Well, at least they left stuff that she can sell and recoup some of her losses. And since they are no longer tenants of record and have chosen not to remove their belongings, she might just as well get some benefit out of it. 

I'm sorry you had to live below people like that. My old neighbors and I traded the same flea infestation back and forth for 3 months before we learned to bomb at the same time. (dirt basement and damp weather made for a lovely year with the fleas) Just think---now you can bomb the whole upstairs and kill off all the fleas,ticks, mites, etc that they left behind before they take over your place. (just remember to do yours at the same time!)

Maybe the next set of neighbors will turn out to be nice people that will help you garden. Here's hoping!


----------



## moongirl (May 19, 2006)

Ninn said:


> Well, at least they left stuff that she can sell and recoup some of her losses.



Not one thing they left is worth selling. We will be lucky if we put it out front with a free sign and someone takes it away. She plans on taking him to small claims court. Getting rid of the mold all over the apartment was almost three thousand dollars.


----------



## Murron (Oct 17, 2007)

I'm sorry that the tenants left such a mess for everyone to clean up, moongirl! 
Yeah, some folks are just nasty. Your situation just reminds me so much of what we went through (in our renting days not long ago) with our freaky-freak neighbor when she vacated the downstairs. Our landlord had quite a bit of "remodeling" to do. And the smell alone would make you gag! 

It was great to get the garage cleaned out and get "our half" back in order, and we also helped clean up the junk in the yard, too. Once everything was finished, it looked better than ever! 

Thankfully, our landlord was awesome, and really sympathized with all we went through. She made sure the new tenants were much more responsible and were a good match for me and DH.


----------



## moongirl (May 19, 2006)

Murron said:


> Thankfully, our landlord was awesome, and really sympathized with all we went through. She made sure the new tenants were much more responsible and were a good match for me and DH.
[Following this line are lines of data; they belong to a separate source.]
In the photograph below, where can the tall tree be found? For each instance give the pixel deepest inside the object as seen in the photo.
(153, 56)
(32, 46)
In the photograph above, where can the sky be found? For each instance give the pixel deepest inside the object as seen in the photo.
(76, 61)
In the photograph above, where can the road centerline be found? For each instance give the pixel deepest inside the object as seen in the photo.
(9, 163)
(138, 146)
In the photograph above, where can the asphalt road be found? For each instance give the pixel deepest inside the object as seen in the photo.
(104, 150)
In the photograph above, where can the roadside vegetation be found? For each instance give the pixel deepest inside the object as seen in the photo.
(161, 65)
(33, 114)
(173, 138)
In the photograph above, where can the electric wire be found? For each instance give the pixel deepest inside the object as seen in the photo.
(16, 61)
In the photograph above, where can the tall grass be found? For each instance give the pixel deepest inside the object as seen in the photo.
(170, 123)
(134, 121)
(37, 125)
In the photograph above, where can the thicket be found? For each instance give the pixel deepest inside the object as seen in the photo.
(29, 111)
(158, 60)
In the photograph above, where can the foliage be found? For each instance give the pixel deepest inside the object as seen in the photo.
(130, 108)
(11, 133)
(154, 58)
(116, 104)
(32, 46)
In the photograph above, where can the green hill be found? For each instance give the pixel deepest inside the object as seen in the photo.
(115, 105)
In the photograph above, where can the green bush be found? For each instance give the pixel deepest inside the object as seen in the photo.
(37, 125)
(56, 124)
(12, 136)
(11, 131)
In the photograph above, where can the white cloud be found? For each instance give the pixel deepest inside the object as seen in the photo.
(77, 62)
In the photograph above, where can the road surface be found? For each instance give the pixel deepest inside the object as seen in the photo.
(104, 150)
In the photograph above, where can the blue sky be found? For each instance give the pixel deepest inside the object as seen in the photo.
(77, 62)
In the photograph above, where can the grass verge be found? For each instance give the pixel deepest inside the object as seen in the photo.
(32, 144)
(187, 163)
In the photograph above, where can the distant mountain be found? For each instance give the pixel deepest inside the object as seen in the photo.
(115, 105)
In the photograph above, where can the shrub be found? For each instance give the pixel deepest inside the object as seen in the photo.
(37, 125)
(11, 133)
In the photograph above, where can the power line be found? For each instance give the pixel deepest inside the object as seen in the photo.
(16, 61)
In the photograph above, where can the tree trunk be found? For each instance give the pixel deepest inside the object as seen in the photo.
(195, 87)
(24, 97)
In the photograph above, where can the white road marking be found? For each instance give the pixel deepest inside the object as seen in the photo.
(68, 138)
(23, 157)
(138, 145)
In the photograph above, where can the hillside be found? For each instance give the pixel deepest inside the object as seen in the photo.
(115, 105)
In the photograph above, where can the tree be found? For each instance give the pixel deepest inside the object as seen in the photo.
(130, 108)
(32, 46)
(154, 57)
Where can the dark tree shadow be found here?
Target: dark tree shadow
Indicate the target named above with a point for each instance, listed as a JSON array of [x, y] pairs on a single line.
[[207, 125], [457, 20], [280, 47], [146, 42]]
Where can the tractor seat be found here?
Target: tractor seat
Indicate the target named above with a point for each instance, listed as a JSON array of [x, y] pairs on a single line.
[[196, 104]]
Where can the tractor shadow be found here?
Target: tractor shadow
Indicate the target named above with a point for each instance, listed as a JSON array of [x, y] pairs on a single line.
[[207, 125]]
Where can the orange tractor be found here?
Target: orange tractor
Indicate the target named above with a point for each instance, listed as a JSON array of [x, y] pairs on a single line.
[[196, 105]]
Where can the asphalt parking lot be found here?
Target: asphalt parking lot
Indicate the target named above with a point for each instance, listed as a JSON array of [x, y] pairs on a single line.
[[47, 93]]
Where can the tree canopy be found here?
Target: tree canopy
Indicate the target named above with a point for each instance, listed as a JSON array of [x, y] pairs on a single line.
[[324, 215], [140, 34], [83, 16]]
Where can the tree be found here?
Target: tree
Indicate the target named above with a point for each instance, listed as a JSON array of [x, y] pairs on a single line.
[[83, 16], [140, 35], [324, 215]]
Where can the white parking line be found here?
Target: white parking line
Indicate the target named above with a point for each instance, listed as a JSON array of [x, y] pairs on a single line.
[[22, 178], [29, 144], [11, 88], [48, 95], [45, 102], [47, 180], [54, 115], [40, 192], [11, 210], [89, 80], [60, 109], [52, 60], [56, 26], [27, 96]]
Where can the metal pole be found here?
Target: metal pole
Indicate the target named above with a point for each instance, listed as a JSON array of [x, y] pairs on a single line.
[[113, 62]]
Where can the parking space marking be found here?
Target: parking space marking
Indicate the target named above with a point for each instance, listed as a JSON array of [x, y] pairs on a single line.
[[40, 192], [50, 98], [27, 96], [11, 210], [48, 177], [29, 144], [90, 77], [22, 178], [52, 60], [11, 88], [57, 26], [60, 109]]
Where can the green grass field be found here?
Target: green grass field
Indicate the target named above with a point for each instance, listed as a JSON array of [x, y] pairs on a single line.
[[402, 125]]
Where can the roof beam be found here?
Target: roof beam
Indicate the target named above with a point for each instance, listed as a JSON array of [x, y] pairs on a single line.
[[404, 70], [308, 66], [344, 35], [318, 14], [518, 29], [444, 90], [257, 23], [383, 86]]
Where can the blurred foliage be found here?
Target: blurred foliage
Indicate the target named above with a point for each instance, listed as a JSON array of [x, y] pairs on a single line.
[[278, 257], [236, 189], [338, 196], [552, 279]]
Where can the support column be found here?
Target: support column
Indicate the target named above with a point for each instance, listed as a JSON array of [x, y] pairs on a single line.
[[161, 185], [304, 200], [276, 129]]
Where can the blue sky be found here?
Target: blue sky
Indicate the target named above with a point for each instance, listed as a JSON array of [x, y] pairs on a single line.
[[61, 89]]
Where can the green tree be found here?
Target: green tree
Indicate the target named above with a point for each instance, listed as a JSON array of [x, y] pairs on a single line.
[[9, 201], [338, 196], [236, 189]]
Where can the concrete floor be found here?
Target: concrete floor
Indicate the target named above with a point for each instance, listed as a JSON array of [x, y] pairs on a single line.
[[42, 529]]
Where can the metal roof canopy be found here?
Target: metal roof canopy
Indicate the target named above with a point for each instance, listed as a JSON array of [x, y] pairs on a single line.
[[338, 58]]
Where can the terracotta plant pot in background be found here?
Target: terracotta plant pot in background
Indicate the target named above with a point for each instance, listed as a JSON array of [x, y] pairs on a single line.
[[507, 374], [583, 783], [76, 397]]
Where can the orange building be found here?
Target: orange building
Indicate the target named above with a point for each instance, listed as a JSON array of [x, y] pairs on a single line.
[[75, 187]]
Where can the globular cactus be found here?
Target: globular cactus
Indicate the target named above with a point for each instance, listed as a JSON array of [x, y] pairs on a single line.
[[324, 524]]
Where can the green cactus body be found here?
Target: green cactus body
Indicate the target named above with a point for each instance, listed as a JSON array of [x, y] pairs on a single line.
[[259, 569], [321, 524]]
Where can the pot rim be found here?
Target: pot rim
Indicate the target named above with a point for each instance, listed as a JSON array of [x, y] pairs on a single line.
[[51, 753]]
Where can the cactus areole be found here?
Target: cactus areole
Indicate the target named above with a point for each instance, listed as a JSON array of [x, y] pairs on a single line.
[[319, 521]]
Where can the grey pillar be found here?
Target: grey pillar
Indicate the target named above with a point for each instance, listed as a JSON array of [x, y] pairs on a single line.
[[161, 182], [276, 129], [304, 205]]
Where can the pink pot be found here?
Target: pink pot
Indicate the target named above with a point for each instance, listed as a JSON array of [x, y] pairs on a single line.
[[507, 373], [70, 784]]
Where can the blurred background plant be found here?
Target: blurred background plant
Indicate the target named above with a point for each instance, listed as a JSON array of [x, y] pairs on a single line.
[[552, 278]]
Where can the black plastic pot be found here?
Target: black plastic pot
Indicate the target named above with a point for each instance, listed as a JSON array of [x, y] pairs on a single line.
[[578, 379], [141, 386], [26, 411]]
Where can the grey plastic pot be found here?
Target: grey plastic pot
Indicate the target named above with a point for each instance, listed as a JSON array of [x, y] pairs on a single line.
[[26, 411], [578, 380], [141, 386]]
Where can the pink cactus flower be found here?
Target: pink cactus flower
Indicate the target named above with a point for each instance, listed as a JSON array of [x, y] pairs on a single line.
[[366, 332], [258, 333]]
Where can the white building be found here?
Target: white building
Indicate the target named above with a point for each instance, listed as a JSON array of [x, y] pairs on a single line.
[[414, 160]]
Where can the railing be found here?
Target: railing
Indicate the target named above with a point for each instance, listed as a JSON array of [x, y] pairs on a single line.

We love our landlady to death! Unfortunately what we love about her is also her biggest downfall as a landlady. She is caring, sympathetic and loves kids. Can't bare to be brutal with anyone, especially if children are involved.


----------



## moongirl (May 19, 2006)

We finally get to put all the tenants stuff in the dumpster!! Can't wait to finish cleaning the cellar and garage before new tenants start moving in. Landlady had to send certified letters telling him we would dispose of his stuff. That way she is legally covered and can't be taken to court.


----------